Some news reports (including the linked Reuters report) continue to call East Texas a "rocket docket," but that hasn't been true for years. Patent suits filed in Texas since 2008 typically take two to three years to reach trial. The Eastern District of Virginia remains a true "rocket docket," where patent suits can go from filing to trial in less than one year. Speedy litigation is thought to favor plaintiffs.

But East Texas has other qualities that have made it perennially attractive to patent-holders. Most importantly, defendants are very unlikely to win a case on summary judgment, as judges in the district are much more likely to find that it's appropriate for juries to rule on patent issues. That dramatically raises the cost, and risk, for defendants.

And those trials tend to be short, as it can be tough to put on an effective defense, especially with multiple defendants. Trials are often over within a week; the invalidity trial over the Eolas patent, a case with the potential to affect the future of the whole Web, took place in all of four days.
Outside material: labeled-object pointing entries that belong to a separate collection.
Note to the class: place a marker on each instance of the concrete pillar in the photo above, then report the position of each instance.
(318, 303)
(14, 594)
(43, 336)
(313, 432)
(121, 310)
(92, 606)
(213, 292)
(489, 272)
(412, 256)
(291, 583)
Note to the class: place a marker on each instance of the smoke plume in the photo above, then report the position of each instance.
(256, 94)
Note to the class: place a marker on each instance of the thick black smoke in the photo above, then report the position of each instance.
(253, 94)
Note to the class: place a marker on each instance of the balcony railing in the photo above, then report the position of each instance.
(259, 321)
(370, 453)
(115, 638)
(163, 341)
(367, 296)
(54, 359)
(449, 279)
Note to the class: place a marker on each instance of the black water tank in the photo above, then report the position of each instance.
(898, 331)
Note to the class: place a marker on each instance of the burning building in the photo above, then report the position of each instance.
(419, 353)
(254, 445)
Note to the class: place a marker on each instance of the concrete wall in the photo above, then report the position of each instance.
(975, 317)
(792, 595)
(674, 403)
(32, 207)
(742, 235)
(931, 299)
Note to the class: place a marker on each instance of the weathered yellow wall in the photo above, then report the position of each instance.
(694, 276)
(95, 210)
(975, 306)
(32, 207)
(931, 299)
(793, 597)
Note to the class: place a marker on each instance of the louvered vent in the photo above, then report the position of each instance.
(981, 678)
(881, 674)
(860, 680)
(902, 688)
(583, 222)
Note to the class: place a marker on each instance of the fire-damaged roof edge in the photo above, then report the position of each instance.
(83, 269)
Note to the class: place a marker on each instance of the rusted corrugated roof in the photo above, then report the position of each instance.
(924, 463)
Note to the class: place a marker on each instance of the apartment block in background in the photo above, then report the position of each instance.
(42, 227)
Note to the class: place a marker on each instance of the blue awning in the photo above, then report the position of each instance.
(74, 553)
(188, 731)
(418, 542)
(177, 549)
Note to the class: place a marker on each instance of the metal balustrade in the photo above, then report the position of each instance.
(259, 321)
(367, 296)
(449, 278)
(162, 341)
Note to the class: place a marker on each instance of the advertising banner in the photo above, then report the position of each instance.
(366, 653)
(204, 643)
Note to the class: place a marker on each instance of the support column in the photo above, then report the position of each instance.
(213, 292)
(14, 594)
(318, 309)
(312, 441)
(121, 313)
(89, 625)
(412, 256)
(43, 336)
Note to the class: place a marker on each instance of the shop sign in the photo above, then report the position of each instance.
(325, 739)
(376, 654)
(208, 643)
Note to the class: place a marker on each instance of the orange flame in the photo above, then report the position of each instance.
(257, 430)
In addition, juries are thought to be more inclined towards large verdicts. That has been true in some cases, but not in others. Certainly, defendants can and do win cases in East Texas. Google has beaten multiple troll cases in East Texas. Last year, Pier 1 Imports was sued by a patent troll called Alexsam over its gift card system and won a defense victory.

Patent trials in East Texas have become commonplace as the hundreds of cases filed from 2007 onward wend their way through the judicial system. Last year, a widely condemned patent owned by Eolas and the University of California went to trial in the district. That patent was used to claim ownership of the "interactive Web," and Eolas demanded more than $500 million from Google, Amazon, and Yahoo before trial. The company lost when its patent was invalidated by a jury after a four-day trial, in which Tim Berners-Lee flew down from Cambridge to testify. Later in the year, a shell company called DDR Holdings went to trial arguing that a patent stemming from a defunct dot-com called Nexchange entitled it to royalties from the biggest players in online travel and was successful.